21 DECEMBER 2013. - Koninklijk besluit tot wijziging van het koninklijk besluit van 17 juli 2012 betreffende de dekking van de werkingskosten van de Nationale Bank van België verbonden aan het toezicht op financiële instellingen, tot uitvoering van artikel 12bis, § 4, van de wet van 22 februari 1998 tot vaststelling van het organiek statuut van de Nationale Bank van België
Art. 1-4
Artikel 1. In artikel 13 van het koninklijk besluit van 17 juli 2012 betreffende de dekking van de werkingskosten van de Nationale Bank van België verbonden aan het toezicht op financiële instellingen, tot uitvoering van artikel 12bis, § 4, van de wet van 22 februari 1998 tot vaststelling van het organiek statuut van de Nationale Bank van België, worden paragrafen 1 en 2, gewijzigd bij het koninklijk besluit van 1 oktober 2012, vervangen als volgt :
" § 1. De Belgische verrekeningsinstellingen en de in België gevestigde bijkantoren van buitenlandse verrekeningsinstellingen die op 1 januari over een vergunning beschikken krachtens artikel 36/25, § 2, van de wet van 22 februari 1998 tot vaststelling van het organiek statuut van de Nationale Bank van België, betalen jaarlijks een bijdrage van 200.000 EUR.

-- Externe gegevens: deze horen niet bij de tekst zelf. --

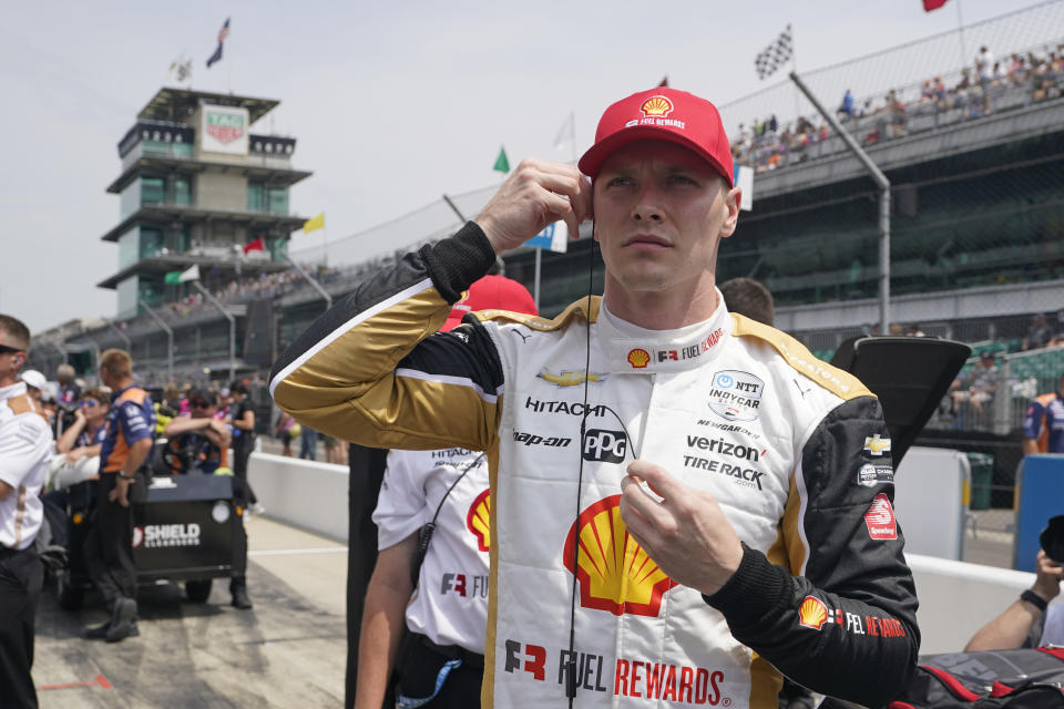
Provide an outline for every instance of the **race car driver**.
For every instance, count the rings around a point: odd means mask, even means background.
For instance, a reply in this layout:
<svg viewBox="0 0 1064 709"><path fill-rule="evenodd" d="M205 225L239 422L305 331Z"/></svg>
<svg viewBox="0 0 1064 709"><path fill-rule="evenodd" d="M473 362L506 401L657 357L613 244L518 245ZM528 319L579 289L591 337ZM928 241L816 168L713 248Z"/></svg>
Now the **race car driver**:
<svg viewBox="0 0 1064 709"><path fill-rule="evenodd" d="M188 473L197 470L206 475L222 471L232 475L228 470L228 449L232 442L226 423L215 418L218 412L218 399L209 389L194 389L188 394L188 405L192 414L174 417L163 429L163 435L168 440L166 444L174 452L172 460L174 474ZM180 452L186 451L187 458ZM224 469L224 470L223 470ZM237 501L247 500L246 483L239 477L233 477L233 497ZM250 610L252 599L247 595L247 535L244 531L243 511L239 533L233 549L233 577L229 579L229 595L232 605L241 610Z"/></svg>
<svg viewBox="0 0 1064 709"><path fill-rule="evenodd" d="M276 402L377 446L491 465L483 706L774 707L780 672L883 705L919 647L878 400L725 309L741 192L716 107L611 105L576 169L523 161L475 222L337 304ZM498 254L594 214L602 300L433 333ZM431 335L431 337L430 337Z"/></svg>

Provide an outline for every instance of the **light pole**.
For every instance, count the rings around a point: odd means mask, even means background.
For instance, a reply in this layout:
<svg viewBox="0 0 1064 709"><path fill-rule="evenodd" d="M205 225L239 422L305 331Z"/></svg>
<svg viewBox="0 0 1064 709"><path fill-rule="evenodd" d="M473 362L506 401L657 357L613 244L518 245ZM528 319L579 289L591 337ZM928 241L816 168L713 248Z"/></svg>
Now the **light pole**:
<svg viewBox="0 0 1064 709"><path fill-rule="evenodd" d="M172 383L174 381L174 331L143 299L141 300L141 307L155 320L155 325L166 332L166 381Z"/></svg>
<svg viewBox="0 0 1064 709"><path fill-rule="evenodd" d="M203 297L211 301L215 308L222 311L222 315L229 321L229 381L236 379L236 318L225 309L222 302L211 295L211 292L200 285L198 280L190 280L196 290L203 294Z"/></svg>

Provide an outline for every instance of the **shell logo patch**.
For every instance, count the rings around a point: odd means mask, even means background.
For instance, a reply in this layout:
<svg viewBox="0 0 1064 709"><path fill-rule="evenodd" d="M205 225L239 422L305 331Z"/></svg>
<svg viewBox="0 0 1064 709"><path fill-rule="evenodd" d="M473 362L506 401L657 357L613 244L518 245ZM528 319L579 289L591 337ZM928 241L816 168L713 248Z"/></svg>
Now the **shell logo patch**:
<svg viewBox="0 0 1064 709"><path fill-rule="evenodd" d="M628 364L635 369L643 369L651 361L651 353L644 349L634 349L628 351Z"/></svg>
<svg viewBox="0 0 1064 709"><path fill-rule="evenodd" d="M651 96L643 102L640 111L645 116L664 117L673 112L673 102L665 96Z"/></svg>
<svg viewBox="0 0 1064 709"><path fill-rule="evenodd" d="M491 548L491 527L488 524L491 514L491 490L477 495L466 514L466 528L477 537L477 548L487 552Z"/></svg>
<svg viewBox="0 0 1064 709"><path fill-rule="evenodd" d="M579 534L579 568L573 542ZM611 495L584 510L565 537L563 563L580 582L580 605L625 614L657 617L662 597L676 582L647 556L621 518L621 495Z"/></svg>
<svg viewBox="0 0 1064 709"><path fill-rule="evenodd" d="M828 623L828 607L816 596L806 596L798 606L798 625L819 630Z"/></svg>

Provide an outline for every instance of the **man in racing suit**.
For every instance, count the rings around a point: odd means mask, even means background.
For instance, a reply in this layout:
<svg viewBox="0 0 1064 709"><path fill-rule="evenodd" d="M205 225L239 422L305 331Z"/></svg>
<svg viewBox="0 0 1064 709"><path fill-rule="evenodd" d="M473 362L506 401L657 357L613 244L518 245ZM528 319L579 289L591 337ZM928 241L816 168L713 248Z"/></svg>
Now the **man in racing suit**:
<svg viewBox="0 0 1064 709"><path fill-rule="evenodd" d="M741 193L716 107L633 94L580 171L522 162L300 336L275 400L368 445L487 451L483 706L774 707L780 672L887 703L919 647L889 433L860 381L725 309ZM577 234L592 199L602 300L432 335L497 254Z"/></svg>

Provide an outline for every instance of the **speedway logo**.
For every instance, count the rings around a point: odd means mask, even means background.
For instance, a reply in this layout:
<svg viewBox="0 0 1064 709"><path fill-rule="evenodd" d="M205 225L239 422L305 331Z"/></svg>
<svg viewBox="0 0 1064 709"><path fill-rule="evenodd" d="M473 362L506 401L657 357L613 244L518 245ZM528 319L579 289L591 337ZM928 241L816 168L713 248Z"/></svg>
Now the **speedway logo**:
<svg viewBox="0 0 1064 709"><path fill-rule="evenodd" d="M897 540L898 523L894 521L894 511L890 506L890 499L879 493L864 513L864 525L868 535L873 540Z"/></svg>
<svg viewBox="0 0 1064 709"><path fill-rule="evenodd" d="M166 546L200 546L200 525L190 524L145 524L133 527L133 547L146 549Z"/></svg>

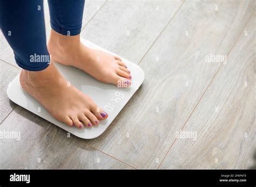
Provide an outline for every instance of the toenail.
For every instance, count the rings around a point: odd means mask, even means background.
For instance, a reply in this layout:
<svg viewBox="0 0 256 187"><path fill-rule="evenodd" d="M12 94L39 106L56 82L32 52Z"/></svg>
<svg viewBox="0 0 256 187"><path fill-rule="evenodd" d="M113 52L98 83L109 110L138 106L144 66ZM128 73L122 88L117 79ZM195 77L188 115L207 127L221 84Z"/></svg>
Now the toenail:
<svg viewBox="0 0 256 187"><path fill-rule="evenodd" d="M100 116L102 116L103 118L105 118L106 116L106 113L104 112L100 112Z"/></svg>

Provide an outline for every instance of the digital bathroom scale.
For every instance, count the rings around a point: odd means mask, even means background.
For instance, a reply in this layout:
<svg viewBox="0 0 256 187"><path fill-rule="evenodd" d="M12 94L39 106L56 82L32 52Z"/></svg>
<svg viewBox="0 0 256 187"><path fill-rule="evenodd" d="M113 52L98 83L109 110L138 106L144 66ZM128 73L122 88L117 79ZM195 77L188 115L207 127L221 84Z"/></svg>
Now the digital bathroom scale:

De in België gevestigde bijkantoren van buitenlandse kredietinstellingen, die voor hun diensten als verrekeningsinstelling op 1 januari onderworpen zijn aan het toezicht bedoeld in artikel 36/25 van de wet van 22 februari 1998 tot vaststelling van het organiek statuut van de Nationale Bank van België, betalen jaarlijks een bijdrage van 200.000 EUR.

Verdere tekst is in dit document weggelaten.